There is a complex interaction between female and male sex hormones and the risk of epilepsy. Whether prenatal exposure to higher levels of sex hormones affects the development of epilepsy in childhood or later in life is not well known. The sex hormone environment of fetuses may be affected by the sex of the co-twin. We estimated the risk of epilepsy for twins with an opposite-sex (OS) co-twin compared with twins with a same-sex (SS) co-twin.
From the Danish Twin Registry, we identified OS female twins (n = 11,078), SS female twins (n = 19,186), OS male twins (n = 11,080), and SS male twins (n = 20,207) born between 1977 and 2009. The SS twins include monozygotic twins, dizygotic twins, and twins with unknown zygosity. These children were followed up from day 29 after birth until diagnosis of epilepsy, death, emigration, or end of follow-up (31 December 2011) whichever came first. Information on diagnosis of epilepsy was obtained from the Danish National Patient Registry. We calculated hazard ratios (HRs) and 95% confidence intervals (CIs) for epilepsy in the OS twins using a Cox proportional hazards regression model compared with the SS twins. To account for the correlation of twins from the same mother when estimating standard errors, we used the cluster option in Stata.

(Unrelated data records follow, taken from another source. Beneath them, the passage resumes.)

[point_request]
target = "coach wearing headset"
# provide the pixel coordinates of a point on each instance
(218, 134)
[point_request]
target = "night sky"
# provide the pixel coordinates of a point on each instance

We identified 152 OS female twins, 282 SS female twins, 162 OS male twins, and 335 SS male twins diagnosed with epilepsy corresponding to an incidence rate of 9.9 and 9.7 per 10,000 person years for the OS and SS female twins, and 10.6 and 10.9 per 10,000 person years for the OS and SS male twins, respectively. We found a similar risk of epilepsy among the OS and SS female twins [HR = 1.01; 95% CI 0.83-1.24] as well as among the OS and SS male twins [HR = 0.94; 95% CI 0.78-1.14] CONCLUSIONS: In this population-based study of Danish twins, we did not find difference in the risk of epilepsy between twins with an OS co-twin and twins with a SS co-twin. This applied to both female and male twins. The study therefore does not support the hypothesis that subtle hormone difference in fetal life due to co-twin may play a role in the development of epilepsy later in life.